Dr. Craig Gosdin, MD, MSHA, received the honor of identifying and presenting the top articles in the field at Pediatric Hospital Medicine (PHM), an annual international scientific meeting jointly sponsored by the American Academy of Pediatrics, the Academic Pediatric Association, and the Society of Hospital Medicine.

Dr. Karen Jerardi, MD, MEd, is leading the national group of PHM fellowship directors in the development and dissemination of a standardized fellowship curriculum. This curriculum is already utilized in the subspecialty certification application process with the American Board of Pediatrics and American Board of Medical Specialties. Moving forward, this curriculum will be the standard used for Accreditation Council for Graduate Medical Education (ACGME) accreditation of pediatric hospital medicine fellowships nationwide.

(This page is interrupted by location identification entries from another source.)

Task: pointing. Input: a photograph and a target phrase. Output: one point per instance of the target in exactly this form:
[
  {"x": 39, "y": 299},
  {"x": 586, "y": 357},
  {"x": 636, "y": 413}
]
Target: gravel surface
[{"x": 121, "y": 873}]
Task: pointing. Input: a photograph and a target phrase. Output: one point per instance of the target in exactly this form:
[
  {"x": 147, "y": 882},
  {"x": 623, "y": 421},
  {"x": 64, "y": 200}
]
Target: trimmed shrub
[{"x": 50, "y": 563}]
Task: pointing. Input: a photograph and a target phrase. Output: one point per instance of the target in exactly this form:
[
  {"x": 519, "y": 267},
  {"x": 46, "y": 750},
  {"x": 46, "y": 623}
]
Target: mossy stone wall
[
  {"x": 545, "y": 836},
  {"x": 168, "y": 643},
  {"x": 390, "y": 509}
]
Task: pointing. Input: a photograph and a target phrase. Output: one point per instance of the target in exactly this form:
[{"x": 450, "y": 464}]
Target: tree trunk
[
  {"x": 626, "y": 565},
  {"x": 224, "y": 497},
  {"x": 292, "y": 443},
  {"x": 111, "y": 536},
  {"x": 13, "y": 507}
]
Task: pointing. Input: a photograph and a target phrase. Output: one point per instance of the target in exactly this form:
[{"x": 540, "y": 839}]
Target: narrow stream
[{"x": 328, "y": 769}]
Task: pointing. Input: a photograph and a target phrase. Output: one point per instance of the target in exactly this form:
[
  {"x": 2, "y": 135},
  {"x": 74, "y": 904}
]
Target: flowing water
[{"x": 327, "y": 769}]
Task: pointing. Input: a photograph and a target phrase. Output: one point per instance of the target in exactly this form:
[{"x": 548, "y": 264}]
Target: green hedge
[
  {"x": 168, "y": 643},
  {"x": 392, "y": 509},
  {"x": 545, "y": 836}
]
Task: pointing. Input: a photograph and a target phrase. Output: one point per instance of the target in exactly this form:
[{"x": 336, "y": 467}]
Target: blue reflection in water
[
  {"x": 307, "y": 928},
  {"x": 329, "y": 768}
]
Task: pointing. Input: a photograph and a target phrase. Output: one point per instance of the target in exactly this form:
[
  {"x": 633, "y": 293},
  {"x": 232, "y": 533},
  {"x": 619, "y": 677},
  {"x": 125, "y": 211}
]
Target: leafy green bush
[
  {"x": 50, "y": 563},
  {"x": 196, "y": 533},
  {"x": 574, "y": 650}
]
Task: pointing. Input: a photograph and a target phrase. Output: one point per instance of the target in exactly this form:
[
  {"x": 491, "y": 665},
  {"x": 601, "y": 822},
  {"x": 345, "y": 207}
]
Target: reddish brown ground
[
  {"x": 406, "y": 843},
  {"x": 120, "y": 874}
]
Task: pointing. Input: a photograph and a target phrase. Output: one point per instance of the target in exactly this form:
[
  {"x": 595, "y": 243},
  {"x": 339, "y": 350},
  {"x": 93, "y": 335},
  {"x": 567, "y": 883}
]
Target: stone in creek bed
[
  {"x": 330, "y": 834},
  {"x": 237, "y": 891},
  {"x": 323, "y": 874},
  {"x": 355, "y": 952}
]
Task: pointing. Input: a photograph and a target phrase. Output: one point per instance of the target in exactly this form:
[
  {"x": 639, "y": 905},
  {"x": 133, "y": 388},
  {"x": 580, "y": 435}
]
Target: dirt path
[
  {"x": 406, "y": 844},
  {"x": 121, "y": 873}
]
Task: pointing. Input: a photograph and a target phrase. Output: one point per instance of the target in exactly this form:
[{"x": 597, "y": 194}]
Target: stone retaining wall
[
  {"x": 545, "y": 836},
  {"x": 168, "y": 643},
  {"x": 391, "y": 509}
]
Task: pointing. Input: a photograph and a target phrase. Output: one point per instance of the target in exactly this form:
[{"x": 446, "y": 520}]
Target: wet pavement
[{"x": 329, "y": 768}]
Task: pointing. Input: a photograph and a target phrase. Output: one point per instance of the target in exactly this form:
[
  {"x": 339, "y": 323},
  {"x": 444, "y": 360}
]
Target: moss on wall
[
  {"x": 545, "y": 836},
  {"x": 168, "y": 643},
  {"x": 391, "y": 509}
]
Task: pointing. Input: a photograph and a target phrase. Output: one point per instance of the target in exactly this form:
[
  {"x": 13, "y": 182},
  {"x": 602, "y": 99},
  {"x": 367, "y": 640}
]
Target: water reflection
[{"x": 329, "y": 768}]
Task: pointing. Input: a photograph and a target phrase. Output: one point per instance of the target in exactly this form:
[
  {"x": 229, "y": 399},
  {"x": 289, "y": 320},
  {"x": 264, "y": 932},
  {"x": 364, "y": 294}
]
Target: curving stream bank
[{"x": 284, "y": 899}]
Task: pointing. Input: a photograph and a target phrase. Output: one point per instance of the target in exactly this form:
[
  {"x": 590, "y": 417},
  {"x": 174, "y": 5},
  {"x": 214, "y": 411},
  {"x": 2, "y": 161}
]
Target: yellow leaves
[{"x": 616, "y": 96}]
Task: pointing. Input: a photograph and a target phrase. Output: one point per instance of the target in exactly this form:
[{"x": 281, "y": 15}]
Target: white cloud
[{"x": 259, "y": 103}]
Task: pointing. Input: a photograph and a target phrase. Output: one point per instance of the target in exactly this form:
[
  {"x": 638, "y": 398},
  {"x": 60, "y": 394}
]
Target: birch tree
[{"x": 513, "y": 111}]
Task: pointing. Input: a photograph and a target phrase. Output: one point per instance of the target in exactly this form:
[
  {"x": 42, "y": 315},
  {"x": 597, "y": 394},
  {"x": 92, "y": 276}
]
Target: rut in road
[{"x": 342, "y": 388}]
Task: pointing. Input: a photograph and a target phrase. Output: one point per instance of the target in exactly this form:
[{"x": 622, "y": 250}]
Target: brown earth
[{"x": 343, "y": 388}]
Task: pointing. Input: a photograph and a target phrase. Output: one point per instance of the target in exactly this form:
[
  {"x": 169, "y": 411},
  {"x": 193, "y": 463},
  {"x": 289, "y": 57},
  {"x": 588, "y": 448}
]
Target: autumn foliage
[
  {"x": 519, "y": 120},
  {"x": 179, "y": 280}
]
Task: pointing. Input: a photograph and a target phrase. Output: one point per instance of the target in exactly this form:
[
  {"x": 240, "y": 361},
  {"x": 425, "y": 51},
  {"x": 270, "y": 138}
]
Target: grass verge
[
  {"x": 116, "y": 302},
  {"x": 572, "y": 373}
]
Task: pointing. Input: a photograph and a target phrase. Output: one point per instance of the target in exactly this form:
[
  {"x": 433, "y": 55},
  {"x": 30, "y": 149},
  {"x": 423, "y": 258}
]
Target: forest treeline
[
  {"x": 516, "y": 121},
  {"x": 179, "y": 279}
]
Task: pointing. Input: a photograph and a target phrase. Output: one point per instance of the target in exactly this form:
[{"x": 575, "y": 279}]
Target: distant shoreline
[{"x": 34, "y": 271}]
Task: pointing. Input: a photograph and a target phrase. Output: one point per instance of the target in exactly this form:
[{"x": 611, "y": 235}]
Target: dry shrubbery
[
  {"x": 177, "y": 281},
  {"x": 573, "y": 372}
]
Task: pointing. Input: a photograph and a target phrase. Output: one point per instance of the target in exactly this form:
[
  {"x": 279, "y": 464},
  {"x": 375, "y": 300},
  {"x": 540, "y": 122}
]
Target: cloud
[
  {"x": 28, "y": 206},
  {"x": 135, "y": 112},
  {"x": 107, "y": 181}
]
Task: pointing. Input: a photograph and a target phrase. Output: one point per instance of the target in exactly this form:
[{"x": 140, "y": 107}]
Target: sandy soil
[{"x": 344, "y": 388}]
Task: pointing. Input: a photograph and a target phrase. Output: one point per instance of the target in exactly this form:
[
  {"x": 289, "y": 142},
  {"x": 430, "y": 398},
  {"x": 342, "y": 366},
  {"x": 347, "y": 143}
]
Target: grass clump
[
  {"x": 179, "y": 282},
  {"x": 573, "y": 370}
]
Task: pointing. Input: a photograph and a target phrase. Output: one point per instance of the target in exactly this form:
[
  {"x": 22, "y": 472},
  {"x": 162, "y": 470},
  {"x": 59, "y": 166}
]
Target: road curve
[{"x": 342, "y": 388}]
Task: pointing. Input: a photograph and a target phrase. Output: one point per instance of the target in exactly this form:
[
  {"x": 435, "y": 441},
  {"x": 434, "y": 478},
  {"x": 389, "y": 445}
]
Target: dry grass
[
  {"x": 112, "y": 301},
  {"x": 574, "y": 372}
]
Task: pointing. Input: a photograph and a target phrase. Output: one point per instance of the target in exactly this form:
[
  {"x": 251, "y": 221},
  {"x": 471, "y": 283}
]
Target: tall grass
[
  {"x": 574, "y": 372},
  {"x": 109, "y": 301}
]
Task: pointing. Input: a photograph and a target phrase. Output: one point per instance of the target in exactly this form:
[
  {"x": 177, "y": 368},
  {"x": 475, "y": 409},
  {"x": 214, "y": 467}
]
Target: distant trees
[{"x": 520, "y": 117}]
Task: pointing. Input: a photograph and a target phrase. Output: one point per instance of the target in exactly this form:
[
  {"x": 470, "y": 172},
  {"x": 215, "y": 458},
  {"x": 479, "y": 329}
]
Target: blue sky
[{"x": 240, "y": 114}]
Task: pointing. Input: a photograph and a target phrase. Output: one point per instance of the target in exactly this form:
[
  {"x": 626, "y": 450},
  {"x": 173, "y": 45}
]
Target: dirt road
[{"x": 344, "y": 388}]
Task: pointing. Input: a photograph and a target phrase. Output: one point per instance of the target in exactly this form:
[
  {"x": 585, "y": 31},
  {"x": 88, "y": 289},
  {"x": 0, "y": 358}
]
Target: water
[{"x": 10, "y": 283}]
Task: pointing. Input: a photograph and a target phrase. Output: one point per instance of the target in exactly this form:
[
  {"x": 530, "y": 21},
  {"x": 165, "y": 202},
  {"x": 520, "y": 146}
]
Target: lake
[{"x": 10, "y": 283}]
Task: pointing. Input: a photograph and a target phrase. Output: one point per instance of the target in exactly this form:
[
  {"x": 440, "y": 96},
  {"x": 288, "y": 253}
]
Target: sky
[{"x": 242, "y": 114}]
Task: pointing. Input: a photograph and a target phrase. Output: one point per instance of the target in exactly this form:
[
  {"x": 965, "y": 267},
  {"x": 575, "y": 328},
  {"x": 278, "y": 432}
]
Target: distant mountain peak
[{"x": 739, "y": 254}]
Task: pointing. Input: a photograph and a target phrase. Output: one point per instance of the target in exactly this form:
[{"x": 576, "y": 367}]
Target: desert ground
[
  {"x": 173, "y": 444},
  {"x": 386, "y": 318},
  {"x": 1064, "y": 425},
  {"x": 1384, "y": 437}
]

Dr. Jennifer O’Toole, MD, MEd, and colleagues received the 2015 Pediatric Hospital Medicine Award for the Best Paper in Quality and Patient Safety at the 2015 annual Pediatric Hospital Medicine Meeting. This award presented jointly by the American Academy of Pediatrics, the Academic Pediatric Association, and the Society for Hospital Medicine. Dr. O’Toole and colleagues demonstrated that implementing a systematic approach to patient hand-offs (i.e, when one physician assumes the care of a patient from another physician) reduces preventable errors by one-third.

Dr. Samir S. Shah, MD, MSCE, received the 2015 Pediatric Hospital Medicine Award for Research Excellence. This inaugural award presented jointly by the American Academy of Pediatrics, the Academic Pediatric Association, and the Society for Hospital Medicine to recognize Dr. Shah’s important research contributions on childhood pneumonia and systems of hospital care. Dr. Shah is also co-editor of The Philadelphia Guide: Inpatient Pediatrics, 2nd edition (McGraw-Hill Professional, 2016, ISBN-13: 978-0071829212), a handbook that provides practical guidance to improve the care of hospitalized children.

Dr. Brian Volck, MD, is author of Attending Others: A Doctor’s Education in Bodies and Words (Cascade Books, 2016, ISBN-13: 978-1620327289). Attending Others is a highly personal account of what Dr. Volck learned about medicine after he completed his formal education. He recounts how through his own experiences, he learned to listen to children unable to talk, to assist in healing when cure is impossible, and to love those whose life and experiences are radically different from his own.